The Biden administration has said it has no plans to send troops to Ukraine, but has stressed the need to pass a stalled security aid bill that would ensure Ukrainian troops have the weapons they need to continue the war, now in its third year.
It did not immediately respond to a request for comment on Putin’s remarks Wednesday, but the White House has said in the past that it saw no sign that Russia was preparing to use nuclear weapons, despite what it calls “nuclear sabre-rattling” by Putin.
Mykhailo Podolyak, a senior Ukrainian presidential official, told Reuters in a statement that he viewed Putin’s nuclear warning as propaganda designed to intimidate the West.
“Realizing that things are going wrong, Putin continues to use classic nuclear rhetoric. With the old Soviet hope: ‘be afraid and retreat!'” said Podolyak, who said he believes such talk prove that Putin is afraid of losing the war. .
The war in Ukraine has triggered the deepest crisis in Moscow’s relations with the West since the 1962 Cuban missile crisis. Putin has often warned of the risks of nuclear war, but says he has never felt the need to use weapons nuclear power in Ukraine.
NUCLEAR DOCTRINE
In an American election year, the West is grappling with how to support Kiev against Russia, which now controls nearly a fifth of Ukrainian territory and is rearming much faster than the West and Ukraine.

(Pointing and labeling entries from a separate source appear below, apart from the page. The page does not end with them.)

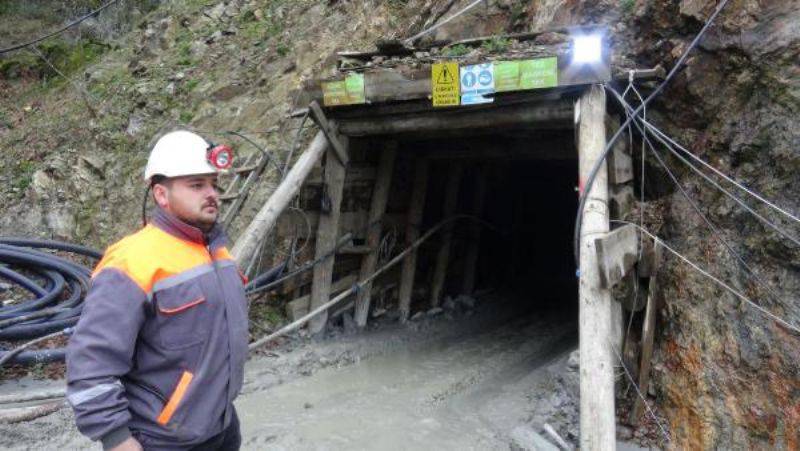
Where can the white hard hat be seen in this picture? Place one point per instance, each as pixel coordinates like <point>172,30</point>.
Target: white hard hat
<point>179,153</point>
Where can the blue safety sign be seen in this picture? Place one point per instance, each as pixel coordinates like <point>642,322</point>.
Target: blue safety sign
<point>477,84</point>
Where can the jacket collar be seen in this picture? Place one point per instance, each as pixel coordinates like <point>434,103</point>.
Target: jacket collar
<point>215,238</point>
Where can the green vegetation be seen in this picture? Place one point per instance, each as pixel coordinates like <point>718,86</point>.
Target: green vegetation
<point>23,175</point>
<point>282,49</point>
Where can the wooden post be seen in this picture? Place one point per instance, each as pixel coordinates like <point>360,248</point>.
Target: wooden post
<point>266,217</point>
<point>443,257</point>
<point>326,240</point>
<point>415,210</point>
<point>471,260</point>
<point>380,195</point>
<point>598,419</point>
<point>648,334</point>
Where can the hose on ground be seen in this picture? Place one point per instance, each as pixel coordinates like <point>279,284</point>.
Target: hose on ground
<point>57,287</point>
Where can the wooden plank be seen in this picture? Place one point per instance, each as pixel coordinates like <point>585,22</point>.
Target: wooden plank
<point>415,209</point>
<point>550,115</point>
<point>299,307</point>
<point>471,260</point>
<point>382,84</point>
<point>443,256</point>
<point>620,163</point>
<point>380,195</point>
<point>648,334</point>
<point>268,215</point>
<point>327,233</point>
<point>596,315</point>
<point>331,132</point>
<point>617,252</point>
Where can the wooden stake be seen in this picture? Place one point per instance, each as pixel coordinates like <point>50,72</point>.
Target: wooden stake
<point>265,219</point>
<point>443,257</point>
<point>326,240</point>
<point>598,419</point>
<point>471,260</point>
<point>380,195</point>
<point>648,333</point>
<point>415,210</point>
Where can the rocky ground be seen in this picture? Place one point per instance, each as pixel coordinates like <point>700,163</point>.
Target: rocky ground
<point>491,376</point>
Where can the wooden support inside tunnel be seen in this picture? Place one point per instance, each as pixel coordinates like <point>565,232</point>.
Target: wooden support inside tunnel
<point>443,256</point>
<point>596,317</point>
<point>380,195</point>
<point>413,224</point>
<point>327,231</point>
<point>471,260</point>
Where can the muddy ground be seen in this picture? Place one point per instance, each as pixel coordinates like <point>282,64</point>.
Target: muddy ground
<point>483,377</point>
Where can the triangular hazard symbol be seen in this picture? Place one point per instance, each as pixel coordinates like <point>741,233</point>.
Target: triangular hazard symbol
<point>445,77</point>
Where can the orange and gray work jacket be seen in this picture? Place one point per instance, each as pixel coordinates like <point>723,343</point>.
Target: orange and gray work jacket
<point>162,340</point>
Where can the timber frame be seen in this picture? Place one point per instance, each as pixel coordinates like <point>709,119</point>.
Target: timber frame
<point>396,105</point>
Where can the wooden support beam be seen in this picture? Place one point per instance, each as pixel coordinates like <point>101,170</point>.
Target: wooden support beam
<point>648,334</point>
<point>297,308</point>
<point>266,217</point>
<point>331,132</point>
<point>327,233</point>
<point>380,195</point>
<point>415,210</point>
<point>596,330</point>
<point>617,252</point>
<point>548,115</point>
<point>471,260</point>
<point>443,257</point>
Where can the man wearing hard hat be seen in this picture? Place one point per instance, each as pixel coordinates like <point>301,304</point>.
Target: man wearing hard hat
<point>158,355</point>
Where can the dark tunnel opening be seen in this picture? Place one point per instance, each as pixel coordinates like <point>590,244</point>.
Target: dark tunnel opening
<point>530,201</point>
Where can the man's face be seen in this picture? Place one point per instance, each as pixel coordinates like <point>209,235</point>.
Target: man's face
<point>193,198</point>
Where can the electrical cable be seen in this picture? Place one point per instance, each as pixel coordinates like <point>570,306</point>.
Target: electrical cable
<point>610,144</point>
<point>639,392</point>
<point>716,232</point>
<point>727,178</point>
<point>58,286</point>
<point>58,31</point>
<point>719,282</point>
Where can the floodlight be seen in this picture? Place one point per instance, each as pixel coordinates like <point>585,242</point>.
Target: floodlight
<point>587,49</point>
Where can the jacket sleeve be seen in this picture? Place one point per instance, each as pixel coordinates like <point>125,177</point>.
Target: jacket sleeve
<point>100,352</point>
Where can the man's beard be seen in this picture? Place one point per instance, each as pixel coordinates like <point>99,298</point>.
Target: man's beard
<point>204,225</point>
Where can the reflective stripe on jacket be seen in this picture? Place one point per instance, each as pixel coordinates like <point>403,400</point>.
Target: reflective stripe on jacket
<point>162,340</point>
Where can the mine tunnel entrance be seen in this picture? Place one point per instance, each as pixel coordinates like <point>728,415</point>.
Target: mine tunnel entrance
<point>522,184</point>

Kiev says it is defending itself from an imperial-style war of conquest designed to erase its national identity. Putin says he sent tens of thousands of troops to Ukraine in February 2022 to strengthen Russia’s security against a hostile West.
Putin reiterated that the use of nuclear weapons is spelled out in the Kremlin’s nuclear doctrine, which lays out the conditions under which it would use such a weapon: generally a response to an attack using nuclear weapons or other weapons of mass destruction, or the use of conventional weapons. weapons against Russia “when the very existence of the state is endangered”.
“Weapons exist so that we can use them,” Putin said.
Putin’s nuclear warning came alongside another offer of talks on Ukraine as part of a new post-Cold War European security demarcation. The United States says Putin is not ready for serious talks on Ukraine.
Reuters reported last month that Putin’s proposal for a ceasefire in Ukraine to freeze the war was rejected by the United States after intermediary contacts.
US Central Intelligence Agency Director William Burns said this week that without more Western support, Ukraine would lose more territory to Russia, which would embolden Chinese President Xi Jinping.
Burns, a former U.S. ambassador to Russia, told the Senate Intelligence Committee that it was in the U.S. interest to help Kiev reach a stronger position ahead of the talks.
Putin said Russia will need written security guarantees if a deal is reached.
“I don’t trust anyone, but we need guarantees, and the guarantees must be made explicit, they must be such that we can be satisfied,” Putin said.